My eyes shift again, my stare clashing with Rodney’s as he smiles wide from his position on his stomach, his face smashed into the floor and slick with the stranger’s blood.

“You’ll be safe now,” he whispers to me, directly to me and no one else. “Odin is satisfied and he’ll keep you safe now that I’ve found what I was looking for.”

I look at Rodney for a few moments then turn to the nameless, faceless corpse at the foot of my bed before dropping my eyes to my once white t-shirt now stained in red.

I reach up and remove my glasses, examining the drops of blood all over the lenses, then search for an unmarked piece of my shirt and start to mindlessly clean them.

I should be traumatized by that.

Terrified.

Mortified and ready to get the fuck out of the shelter, but I’m not.

For some strange and probably fucked up reason, I believe Rodney.

I don’t know why, but something in my gut is telling me that by murdering that stranger, he just made my stay here safer than it was going to be before Rodney showed up.

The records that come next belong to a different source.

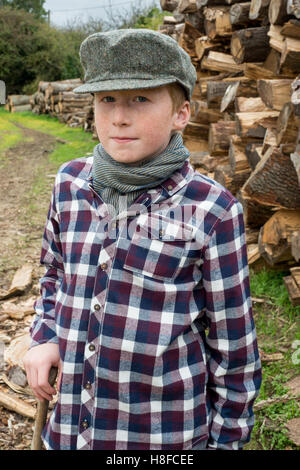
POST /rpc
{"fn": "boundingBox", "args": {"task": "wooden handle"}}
[31,367,58,450]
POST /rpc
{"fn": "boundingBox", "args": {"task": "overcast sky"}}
[44,0,160,26]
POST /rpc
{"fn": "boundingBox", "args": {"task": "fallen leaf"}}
[286,418,300,446]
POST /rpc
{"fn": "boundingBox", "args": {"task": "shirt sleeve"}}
[202,200,261,450]
[30,178,64,348]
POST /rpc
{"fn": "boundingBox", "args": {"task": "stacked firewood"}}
[31,79,94,131]
[4,95,31,113]
[160,0,300,304]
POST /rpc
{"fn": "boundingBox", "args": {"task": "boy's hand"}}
[23,343,61,401]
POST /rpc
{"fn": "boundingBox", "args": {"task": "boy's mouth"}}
[112,137,137,144]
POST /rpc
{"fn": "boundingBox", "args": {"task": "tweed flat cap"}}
[73,29,197,100]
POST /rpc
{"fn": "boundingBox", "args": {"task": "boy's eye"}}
[102,96,115,103]
[135,96,148,103]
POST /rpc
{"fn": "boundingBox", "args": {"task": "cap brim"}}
[73,78,176,93]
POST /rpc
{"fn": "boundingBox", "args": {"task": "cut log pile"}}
[5,78,97,138]
[160,0,300,305]
[31,78,94,131]
[4,95,31,113]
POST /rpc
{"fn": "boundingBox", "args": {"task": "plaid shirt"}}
[31,157,261,450]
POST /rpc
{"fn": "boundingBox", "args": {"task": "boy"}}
[24,29,261,450]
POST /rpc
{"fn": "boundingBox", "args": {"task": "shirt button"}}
[81,419,89,429]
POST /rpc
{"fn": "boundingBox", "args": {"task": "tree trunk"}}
[201,51,245,73]
[230,26,270,64]
[249,0,270,20]
[230,2,251,25]
[258,209,300,266]
[276,102,299,148]
[235,96,268,113]
[235,111,279,139]
[203,6,232,39]
[280,37,300,72]
[287,0,300,19]
[257,79,293,111]
[268,0,290,25]
[177,0,198,13]
[208,121,235,156]
[242,148,300,209]
[160,0,179,11]
[281,19,300,39]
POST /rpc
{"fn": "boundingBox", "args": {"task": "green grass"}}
[0,108,97,165]
[246,269,300,450]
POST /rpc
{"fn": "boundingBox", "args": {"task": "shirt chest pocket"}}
[124,213,193,281]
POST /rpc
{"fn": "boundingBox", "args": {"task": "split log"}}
[220,82,240,113]
[195,36,223,60]
[0,390,36,419]
[235,96,268,113]
[208,121,235,156]
[178,21,202,58]
[268,0,290,25]
[280,19,300,39]
[287,0,300,18]
[249,0,270,20]
[291,227,300,260]
[201,51,245,73]
[291,75,300,116]
[242,148,300,209]
[235,111,279,139]
[184,121,209,140]
[257,79,293,111]
[268,24,285,54]
[228,135,252,175]
[259,48,281,74]
[244,63,276,80]
[0,263,32,300]
[190,100,223,124]
[203,6,232,39]
[276,102,299,147]
[283,276,300,307]
[229,2,251,25]
[206,81,239,106]
[184,10,204,30]
[236,189,280,230]
[258,210,300,266]
[290,152,300,185]
[230,26,270,64]
[245,142,262,170]
[177,0,198,13]
[198,0,254,4]
[280,37,300,72]
[160,0,179,11]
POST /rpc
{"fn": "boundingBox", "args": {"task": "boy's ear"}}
[173,101,191,131]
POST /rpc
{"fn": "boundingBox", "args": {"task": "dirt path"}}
[0,123,56,290]
[0,123,57,450]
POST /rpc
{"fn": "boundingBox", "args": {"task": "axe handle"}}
[31,367,58,450]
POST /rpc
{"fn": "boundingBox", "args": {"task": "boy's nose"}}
[113,104,130,126]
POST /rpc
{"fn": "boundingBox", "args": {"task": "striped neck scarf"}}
[93,132,189,214]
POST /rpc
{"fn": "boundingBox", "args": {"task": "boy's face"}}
[95,86,190,166]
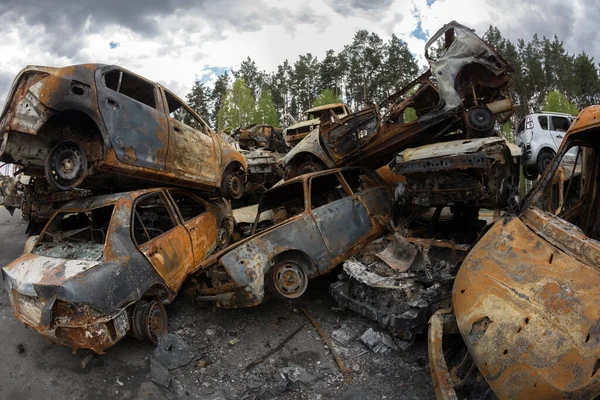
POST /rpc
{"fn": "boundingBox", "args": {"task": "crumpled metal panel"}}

I don’t feel the need to leave because of that murder, but now I have to hope the shelter doesn’t close down completely for the same reason.

Who would have thought that after everything I’ve been through, that was going to be what put me at ease and helped me transition into what I’ve been hoping is my fresh start.

Welcome to Minnesota, Tav; where the vikings are way more than the state’s football team, and the blood of Christ isn’t the only kind you’ll find at church.